Malaise dans la rationalité

   Ce sous-titre fait, bien sûr, référence à l’important travail de Sigmund Freud. Cet essai est un document sociologique essentiel – même si Freud le situe dans le cadre de sa théorie psychanalytique. Le problème sous-jacent y est exposé en termes simples :

   La vie telle qu’elle nous est imposée est trop dure pour nous, elle nous apporte trop de douleurs, de déceptions, de tâches insolubles. Pour la supporter, nous ne pouvons pas nous passer de remèdes sédatifs (cela ne va pas sans constructions adjuvantes, nous a dit Théodore Fontane). Ces remèdes, il en est peut-être de trois sortes : de puissantes diversions qui nous permettent de faire peu de cas de notre misère, des satisfactions substitutives qui la diminuent, des stupéfiants qui nous y rendent insensibles. Quelque chose de cette espèce, quoi que ce soit, est indispensable (13).

   Mais pourquoi nous est-il si difficile d’être heureux ? Freud désigne trois sources probables de la souffrance humaine :

la surpuissance de la nature, la caducité de notre propre corps et la déficience des dispositifs qui règlent les relations des hommes entre eux dans la famille, l’État et la société. En ce qui concerne les deux premières sources, notre jugement ne peut osciller longtemps ; il nous contraint à reconnaître ces sources de souffrances et à nous soumettre à l’inévitable. Nous ne dominerons jamais parfaitement la nature ; notre organisme, lui-même une part de cette nature, demeurera toujours une formation passagère, limitée dans son adaptation et ses performances. De cette connaissance ne procède aucun effet paralysant ; au contraire, elle assigne à notre activité son orientation. Si nous ne pouvons supprimer toute souffrance, du moins pouvons-nous en supprimer plus d’une et tempérer telle autre ; une expérience plusieurs fois millénaire nous en a convaincus. Nous nous comportons différemment envers la troisième source, la source de souffrance sociale. Celle-là, nous ne voulons absolument pas l’admettre, nous ne pouvons discerner pourquoi les dispositifs créés par nous-mêmes ne devraient pas être bien plutôt une protection et un bienfait pour nous tous (14).

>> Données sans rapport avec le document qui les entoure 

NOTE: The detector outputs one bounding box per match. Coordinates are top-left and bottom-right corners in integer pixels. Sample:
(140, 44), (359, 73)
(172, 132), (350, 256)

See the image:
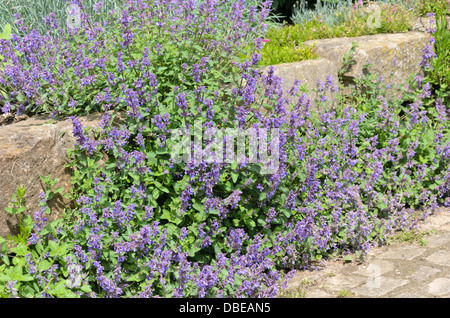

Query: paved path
(284, 209), (450, 298)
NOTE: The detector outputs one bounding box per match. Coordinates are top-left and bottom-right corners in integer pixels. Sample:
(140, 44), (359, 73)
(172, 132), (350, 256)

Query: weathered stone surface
(427, 251), (450, 266)
(304, 32), (431, 94)
(411, 17), (450, 32)
(409, 266), (440, 281)
(354, 277), (408, 297)
(428, 278), (450, 296)
(0, 114), (119, 237)
(260, 59), (338, 112)
(355, 259), (394, 277)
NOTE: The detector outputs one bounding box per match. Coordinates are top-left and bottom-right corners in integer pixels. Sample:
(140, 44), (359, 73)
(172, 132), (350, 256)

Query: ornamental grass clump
(0, 0), (450, 297)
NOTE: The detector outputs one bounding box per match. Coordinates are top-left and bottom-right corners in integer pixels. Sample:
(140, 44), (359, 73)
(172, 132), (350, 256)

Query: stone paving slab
(285, 208), (450, 298)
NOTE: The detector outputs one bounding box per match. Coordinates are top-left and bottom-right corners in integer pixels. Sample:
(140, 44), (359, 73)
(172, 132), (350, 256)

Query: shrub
(0, 0), (450, 297)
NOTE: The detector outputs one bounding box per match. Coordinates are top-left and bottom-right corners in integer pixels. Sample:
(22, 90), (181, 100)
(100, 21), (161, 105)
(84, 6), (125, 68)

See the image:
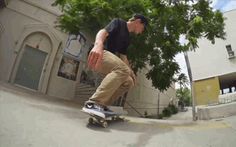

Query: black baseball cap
(133, 14), (148, 28)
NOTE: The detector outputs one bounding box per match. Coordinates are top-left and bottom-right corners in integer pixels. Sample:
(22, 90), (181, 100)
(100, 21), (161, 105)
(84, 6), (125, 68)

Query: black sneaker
(82, 102), (115, 118)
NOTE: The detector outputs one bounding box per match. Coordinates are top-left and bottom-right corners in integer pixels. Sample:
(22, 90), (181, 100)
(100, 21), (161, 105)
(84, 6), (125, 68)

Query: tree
(53, 0), (225, 91)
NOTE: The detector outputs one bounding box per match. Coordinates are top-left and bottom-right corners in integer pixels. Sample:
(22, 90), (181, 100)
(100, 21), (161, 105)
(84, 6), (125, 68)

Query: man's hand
(88, 29), (109, 70)
(88, 45), (103, 70)
(130, 70), (136, 85)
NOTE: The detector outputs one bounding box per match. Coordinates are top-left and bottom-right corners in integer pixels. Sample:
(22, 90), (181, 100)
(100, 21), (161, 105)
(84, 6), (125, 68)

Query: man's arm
(120, 54), (136, 84)
(88, 29), (109, 70)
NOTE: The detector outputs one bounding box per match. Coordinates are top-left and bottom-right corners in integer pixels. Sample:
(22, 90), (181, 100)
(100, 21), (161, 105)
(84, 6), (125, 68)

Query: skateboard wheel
(88, 117), (93, 124)
(102, 121), (108, 128)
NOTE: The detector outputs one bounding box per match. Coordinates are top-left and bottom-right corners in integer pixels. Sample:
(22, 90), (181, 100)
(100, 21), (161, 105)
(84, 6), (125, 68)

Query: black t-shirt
(105, 18), (130, 55)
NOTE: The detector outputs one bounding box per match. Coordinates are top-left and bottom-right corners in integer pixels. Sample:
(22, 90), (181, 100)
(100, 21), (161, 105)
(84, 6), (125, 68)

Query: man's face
(134, 19), (144, 34)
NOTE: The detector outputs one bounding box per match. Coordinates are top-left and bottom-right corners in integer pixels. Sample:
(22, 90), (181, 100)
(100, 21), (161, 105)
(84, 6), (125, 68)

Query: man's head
(129, 14), (148, 34)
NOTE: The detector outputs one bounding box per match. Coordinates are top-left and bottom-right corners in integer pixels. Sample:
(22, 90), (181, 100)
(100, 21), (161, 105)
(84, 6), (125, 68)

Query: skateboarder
(83, 14), (148, 118)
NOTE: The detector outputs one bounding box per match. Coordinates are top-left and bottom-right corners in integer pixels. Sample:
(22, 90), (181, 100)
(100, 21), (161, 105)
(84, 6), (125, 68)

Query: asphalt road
(0, 85), (236, 147)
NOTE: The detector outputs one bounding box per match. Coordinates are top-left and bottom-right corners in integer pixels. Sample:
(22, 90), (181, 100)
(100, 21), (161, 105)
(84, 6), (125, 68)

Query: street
(0, 84), (236, 147)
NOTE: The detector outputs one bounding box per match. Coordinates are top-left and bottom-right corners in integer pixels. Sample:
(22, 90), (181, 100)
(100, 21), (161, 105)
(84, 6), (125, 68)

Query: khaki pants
(89, 50), (134, 106)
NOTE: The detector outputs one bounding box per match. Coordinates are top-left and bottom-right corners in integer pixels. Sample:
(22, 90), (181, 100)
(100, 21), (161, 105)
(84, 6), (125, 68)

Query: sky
(175, 0), (236, 88)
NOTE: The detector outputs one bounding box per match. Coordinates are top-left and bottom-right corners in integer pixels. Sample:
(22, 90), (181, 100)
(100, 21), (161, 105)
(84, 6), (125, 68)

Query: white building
(188, 10), (236, 105)
(0, 0), (175, 117)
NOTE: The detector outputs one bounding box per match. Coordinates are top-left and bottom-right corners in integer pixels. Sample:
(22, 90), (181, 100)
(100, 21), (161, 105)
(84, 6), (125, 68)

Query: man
(83, 14), (148, 117)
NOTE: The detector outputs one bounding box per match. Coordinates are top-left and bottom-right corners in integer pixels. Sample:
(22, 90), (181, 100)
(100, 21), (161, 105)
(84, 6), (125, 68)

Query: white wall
(188, 10), (236, 81)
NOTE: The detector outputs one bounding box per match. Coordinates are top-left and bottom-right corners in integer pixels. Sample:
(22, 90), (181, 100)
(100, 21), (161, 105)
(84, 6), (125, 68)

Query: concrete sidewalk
(0, 85), (236, 147)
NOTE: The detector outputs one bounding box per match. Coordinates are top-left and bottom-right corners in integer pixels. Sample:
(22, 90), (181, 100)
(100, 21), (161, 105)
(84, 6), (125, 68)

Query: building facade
(188, 10), (236, 105)
(0, 0), (175, 116)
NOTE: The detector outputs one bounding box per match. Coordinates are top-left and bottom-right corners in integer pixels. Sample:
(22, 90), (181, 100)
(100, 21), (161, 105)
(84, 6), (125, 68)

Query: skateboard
(81, 110), (124, 128)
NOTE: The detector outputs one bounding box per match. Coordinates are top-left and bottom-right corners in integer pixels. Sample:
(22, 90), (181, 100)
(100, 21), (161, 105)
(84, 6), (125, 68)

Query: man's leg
(109, 76), (134, 105)
(90, 51), (131, 106)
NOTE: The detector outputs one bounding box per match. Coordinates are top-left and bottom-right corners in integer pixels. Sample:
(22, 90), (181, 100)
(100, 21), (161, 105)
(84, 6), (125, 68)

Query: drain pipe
(184, 52), (197, 121)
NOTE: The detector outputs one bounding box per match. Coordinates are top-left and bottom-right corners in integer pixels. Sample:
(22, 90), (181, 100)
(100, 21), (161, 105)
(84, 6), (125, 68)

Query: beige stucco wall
(188, 10), (236, 81)
(125, 69), (176, 116)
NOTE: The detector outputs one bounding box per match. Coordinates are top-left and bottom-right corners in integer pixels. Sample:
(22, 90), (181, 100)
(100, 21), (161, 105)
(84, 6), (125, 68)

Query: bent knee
(122, 77), (134, 89)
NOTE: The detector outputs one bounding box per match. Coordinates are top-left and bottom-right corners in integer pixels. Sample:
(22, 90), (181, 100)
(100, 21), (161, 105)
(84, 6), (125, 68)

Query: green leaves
(54, 0), (225, 91)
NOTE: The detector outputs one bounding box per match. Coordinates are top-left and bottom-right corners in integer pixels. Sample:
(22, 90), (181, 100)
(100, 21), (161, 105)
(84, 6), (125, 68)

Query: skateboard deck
(81, 110), (124, 128)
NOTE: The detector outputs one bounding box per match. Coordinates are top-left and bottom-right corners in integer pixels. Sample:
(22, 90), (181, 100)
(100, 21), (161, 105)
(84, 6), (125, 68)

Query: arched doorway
(13, 32), (52, 91)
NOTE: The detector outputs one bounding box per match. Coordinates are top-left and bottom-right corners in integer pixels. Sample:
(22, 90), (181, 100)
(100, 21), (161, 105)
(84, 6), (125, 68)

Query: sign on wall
(63, 33), (86, 61)
(57, 56), (79, 81)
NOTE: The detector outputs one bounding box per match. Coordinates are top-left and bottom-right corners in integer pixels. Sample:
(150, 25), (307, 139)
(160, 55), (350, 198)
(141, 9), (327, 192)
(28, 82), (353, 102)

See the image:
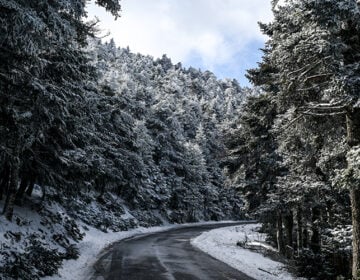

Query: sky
(88, 0), (272, 86)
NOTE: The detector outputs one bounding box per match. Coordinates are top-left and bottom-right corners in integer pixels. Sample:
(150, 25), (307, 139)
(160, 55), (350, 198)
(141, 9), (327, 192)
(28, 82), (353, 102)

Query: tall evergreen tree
(0, 0), (120, 220)
(249, 0), (360, 279)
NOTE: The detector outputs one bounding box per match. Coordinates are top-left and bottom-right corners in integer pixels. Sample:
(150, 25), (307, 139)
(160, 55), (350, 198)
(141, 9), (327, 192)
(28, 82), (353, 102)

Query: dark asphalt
(91, 224), (253, 280)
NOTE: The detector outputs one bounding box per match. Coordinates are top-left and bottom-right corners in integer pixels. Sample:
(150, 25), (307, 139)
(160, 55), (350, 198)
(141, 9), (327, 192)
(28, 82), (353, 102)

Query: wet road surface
(90, 224), (253, 280)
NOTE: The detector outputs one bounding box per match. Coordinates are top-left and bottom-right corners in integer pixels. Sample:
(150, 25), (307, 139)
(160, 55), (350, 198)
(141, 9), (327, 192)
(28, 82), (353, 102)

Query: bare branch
(304, 73), (332, 83)
(301, 111), (346, 117)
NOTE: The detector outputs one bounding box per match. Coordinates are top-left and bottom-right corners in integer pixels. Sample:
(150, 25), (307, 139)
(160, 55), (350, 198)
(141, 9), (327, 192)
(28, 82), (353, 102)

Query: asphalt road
(91, 224), (253, 280)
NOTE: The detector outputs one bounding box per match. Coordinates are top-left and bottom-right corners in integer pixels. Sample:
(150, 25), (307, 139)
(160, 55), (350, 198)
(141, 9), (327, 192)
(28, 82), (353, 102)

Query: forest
(0, 0), (360, 280)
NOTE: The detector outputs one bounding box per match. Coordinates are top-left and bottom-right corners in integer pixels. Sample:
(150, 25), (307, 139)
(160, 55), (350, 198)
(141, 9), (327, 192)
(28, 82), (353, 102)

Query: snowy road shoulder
(44, 221), (239, 280)
(191, 224), (297, 280)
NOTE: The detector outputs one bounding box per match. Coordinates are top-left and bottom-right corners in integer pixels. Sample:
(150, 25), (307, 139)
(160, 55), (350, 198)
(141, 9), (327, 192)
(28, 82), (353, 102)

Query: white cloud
(89, 0), (272, 84)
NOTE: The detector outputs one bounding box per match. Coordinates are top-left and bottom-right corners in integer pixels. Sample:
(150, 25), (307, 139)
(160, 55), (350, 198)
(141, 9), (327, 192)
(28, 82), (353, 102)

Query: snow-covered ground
(191, 224), (297, 280)
(44, 221), (239, 280)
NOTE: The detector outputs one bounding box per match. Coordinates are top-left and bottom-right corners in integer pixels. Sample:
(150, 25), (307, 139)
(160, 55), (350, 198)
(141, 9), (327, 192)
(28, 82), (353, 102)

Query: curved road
(91, 223), (253, 280)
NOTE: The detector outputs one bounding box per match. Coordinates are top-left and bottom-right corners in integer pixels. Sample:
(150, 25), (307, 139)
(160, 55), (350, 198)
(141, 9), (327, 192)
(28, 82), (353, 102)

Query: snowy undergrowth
(44, 221), (238, 280)
(191, 224), (297, 280)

   Ayant affirmé cela, Freud opère un détour par l’histoire. Se penchant sur le comportement de son époque vis-à-vis des sources sociales du malaise, il note qu’un certain désenchantement y est à l’œuvre :

   Au cours des dernières générations, les hommes ont fait des progrès extraordinaires dans les sciences de la nature et de leur application technique, consolidant leur domination sur la nature d’une façon que l’on ne pouvait se représenter auparavant. Les détails de ce progrès sont généralement connus, il est superflu de les énumérer. Les hommes sont fiers de ces conquêtes et ont le droit de l’être. Mais ils croient avoir remarqué que cette possibilité nouvellement acquise de disposer de l’espace et du temps, cette soumission des forces de la nature, accomplissement d’une désirance millénaire n’ont pas augmenté le degré de satisfaction de plaisir qu’ils attendent de la vie, ne les ont pas, d’après ce qu’ils ressentent, rendu plus heureux (15).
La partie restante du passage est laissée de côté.